Industry body slams automotive franchising draft

Industry body slams automotive franchising draft
Industry body slams automotive franchising draft

Industry bodies have slammed the government’s automotive franchising draft, suggesting the proposed changes will have “very little effect” on new car dealers.

In a statement released on Monday, the Australian Automotive Dealer Association (AADA) labelled the draft as lacklustre, implying that global manufacturers were taking advantage of the lax conditions.

“Australia’s car dealers need strong regulatory protections, similar to those in force in other advanced countries. Unfortunately, the regulations as drafted will have very little effect on the status quo,” James Voortman, CEO of the AADA said.

“Global car manufacturers are using Australia’s lax regulatory regime to squeeze their dealers and they see our market as an ideal place where they can experiment with alternative distribution models, usually at the expense of dealers. Such behaviour is simply not possible in a country like the United States which does have strong automotive franchise laws.”

The AADA response came just hours after global automotive giant GM revealed plans to axe Aussie car icon Holden, closing dealerships and putting jobs at risk nationwide. While not a direct effect of the release of the automotive franchising draft, Holden’s exit from the Australian market does signal a watershed moment for the domestic industry, which has been under review for some time.

Deconstructing the automotive franchising draft

Since 2019, the federal government has sought to drastically alter regulations pertaining to the industry, with a particular focus on franchised dealerships.

The regulations aim to improve transparency by amending the Franchising Code of Conduct (the Code), and follows the finalisation of a Regulation Impact Statement which considered how best to address dealers’ concerns with their franchising relationships with car manufacturers.

Minister for Industry, Science and Technology Karen Andrews said that government was committing to restructuring the Code to better protect automotive franchisees.

“Introducing an automotive specific section to the Franchising Code of Conduct will allow the sector to have tailored requirements, while ensuring it remains consistent with the Franchising Code that is currently under review.

“The franchise sector makes a significant contribution to the Australian economy, and we know when they are supported more jobs are created for hardworking Australians.”

However, while intentions are positive, Voortman said the automotive franchising draft put forward is far from ideal.

“The biggest factor influencing the power imbalance is insecurity of tenure for dealers. It was identified by the ACCC as an issue of concern in its retail market study, but to date it has been left out of the draft regulations,” he said.

“It is so important that these regulations are bolstered before they are finalised, particularly at this time when sales of new cars have been going backwards for 22 months and a number of regional dealerships have had to close their doors.”

The AADA head went on to suggest that fast food franchisees have better operating conditions than car dealers, indicating the issue was more widespread than publicly acknowledged.

“There are dealers in Australia who over the course of many years have invested millions of dollars in facilities, stock and equipment at the behest of manufacturers, only to be given a one-year agreement,” he said.

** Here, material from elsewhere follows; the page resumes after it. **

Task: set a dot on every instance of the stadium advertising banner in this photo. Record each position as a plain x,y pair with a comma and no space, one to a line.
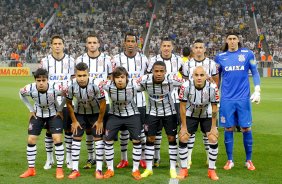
14,71
276,72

“To put that into perspective there are fast food franchisees with substantially lower capital investment requirements which are given 20-year agreements by their franchisor.”

Proposed changes

While the government’s automotive franchising draft has come under fire, not only from Voortman and the AADA but the wider dealership industry, the release of the initial amendments is a step towards reform.

Voortman acknowledged that certain aspects of the automotive franchising draft had merit, but further consultation was needed.

“While we acknowledge improvements in end of term obligations, manufacturers are still not required to purchase back the stock which they have compelled their dealers to purchase from them,” he said.

The AADA is advocating for strengthened conditions for new car dealers and franchisees, particularly with regard to dealers being denied warranty payments and manufacturers pressuring dealers to dismiss Australian Consumer Law claims from customers.

The government is accepting submissions and feedback on the automotive franchising draft until 13 March, at which time amendments will enter the finalisation process.